Habertürk
    Takipde Kalın!
      Günlük gelişmeleri takip edebilmek için habertürk uygulamasını indirin
        Sesli Dinle
        0:00 / 0:00

        TBMM Çevre Komisyonu CHP Sözcüsü İzmir Milletvekili Murat Bakan; Gediz Havzası’nın yaşadığı kirlilik ve kuraklıkla mücadele için Çevre ve Şehircilik Bakanlığı ile Tarım ve Orman Bakanlığı’na çağrı yaptı ve de önerge verdi geçtiğimiz hafta..

        Aynı zamanda İklim Araştırma Komisyonu CHP Sözcüsü de olan Murat Bakan önergesinde, iklim krizine dikkat çekti, “Ülkemiz bir yandan büyük ve günlerce süren orman yangınlarını, diğer yandan aşırı ve ani yağışların sonucu meydana gelen sel felaketlerini yaşamaktadır. İklim krizinden en çok etkilenen ve etkilenecek bölge Akdeniz Havzası ve dolayısıyla ülkemizdir. Özellikle son aylarda iklim krizinin hızla hayatımıza girerek, yıkıcı etkilerini şiddetli bir biçimde hissettirdiği ve bu yıkımın ağır bedellerini tüm toplum ve ülke olarak ödediğimiz ve ödeyeceğimiz gerçeğiyle yüzleşmiş olmalıyız” ifadelerini kullandı.

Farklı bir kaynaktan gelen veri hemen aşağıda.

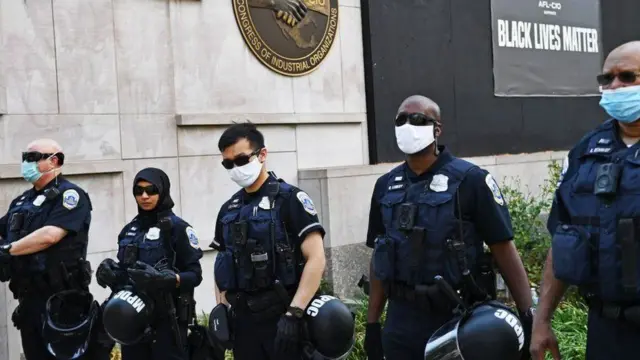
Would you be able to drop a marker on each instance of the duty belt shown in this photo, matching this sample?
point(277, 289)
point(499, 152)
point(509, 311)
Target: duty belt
point(427, 297)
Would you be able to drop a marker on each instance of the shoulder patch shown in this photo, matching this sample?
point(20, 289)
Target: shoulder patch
point(306, 202)
point(495, 190)
point(193, 238)
point(70, 199)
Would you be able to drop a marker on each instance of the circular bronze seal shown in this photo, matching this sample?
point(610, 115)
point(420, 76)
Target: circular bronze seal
point(290, 37)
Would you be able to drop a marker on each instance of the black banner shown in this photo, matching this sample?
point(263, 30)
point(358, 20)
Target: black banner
point(546, 48)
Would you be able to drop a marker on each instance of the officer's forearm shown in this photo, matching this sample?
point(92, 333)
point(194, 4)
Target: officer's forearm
point(310, 281)
point(38, 240)
point(377, 298)
point(551, 292)
point(512, 269)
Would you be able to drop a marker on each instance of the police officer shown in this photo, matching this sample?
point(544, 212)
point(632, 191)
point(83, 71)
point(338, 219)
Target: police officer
point(595, 241)
point(44, 236)
point(159, 255)
point(271, 256)
point(430, 216)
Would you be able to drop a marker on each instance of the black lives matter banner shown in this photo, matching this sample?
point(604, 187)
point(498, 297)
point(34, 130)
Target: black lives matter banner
point(546, 48)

        Sonrasında da “Temiz Gediz Temiz Körfez” sloganıyla yola çıkan İzmir Büyükşehir Belediye Başkanı Tunç Soyer’in Bakanlıklara yaptığı çağrıya değinerek, önergesine şöyle devam etti:

        *

        “Gediz Havzası kirlilik ve kuraklıkla mücadele etmektedir. İzmir Körfezi’ne akan Gediz Nehri’ndeki kirlilik kaynaklarını tespit etmek amacıyla ‘Temiz Gediz Temiz Körfez’ sloganıyla yola çıkan ve Gediz’in 401 kilometrelik yatağında incelemelerde bulanan Ege Belediyeler Birliği ve İzmir Büyükşehir Belediye Başkanı Tunç Soyer, Gediz’i kirleten kaynaklara dikkat çekmek ve gerekli önlemlerin alınmasını sağlamak amacıyla Bakanlığınıza çağrı yapmış, yasal yaptırımların yapılmasını talep etmiş ve her türlü iş birliğine açık olduğunu duyurmuştur.

        İklim acil durumu ve İzmir Büyükşehir Belediyesi’nin kirlilik kaynaklarının koordinatlarını da belirttiği 12 ayrı yazı içeriği ile toplamda 62 yazıyı ilgili kurumlara ileterek yasal yaptırımların yapılması talebi dikkate alınarak; Gediz Havzası’nı kirlilik ve kuraklıktan kurtarmak amacıyla İzmir Körfezi’ne akan Gediz Nehri’ndeki kirlilik kaynaklarının tespit edilmesi, kirlilik kaynaklarıyla ilgili denetim mekanizmalarının işletilmesi ve temizlik ile kuraklık noktasında gerekli tedbirlerin alınması amacıyla ne zaman harekete geçeceksiniz? Tüm bunlar kapsamında ilgili kurum ve kuruluşlarla iş birliği yapılarak hangi çalışmalar yürütülecek, hangi eylem planları ve tedbir politikaları hayata geçirilecektir?”

        *

        Başkan Soyer’in Gediz için çabalarını ve yürütülen çalışmaları çok önemli buluyorum. Çünkü, Gediz Havzası özellikle Ege bölgesinin can damarıdır. O biterse, ki can çekişiyor, Ege de büyük darbe alır.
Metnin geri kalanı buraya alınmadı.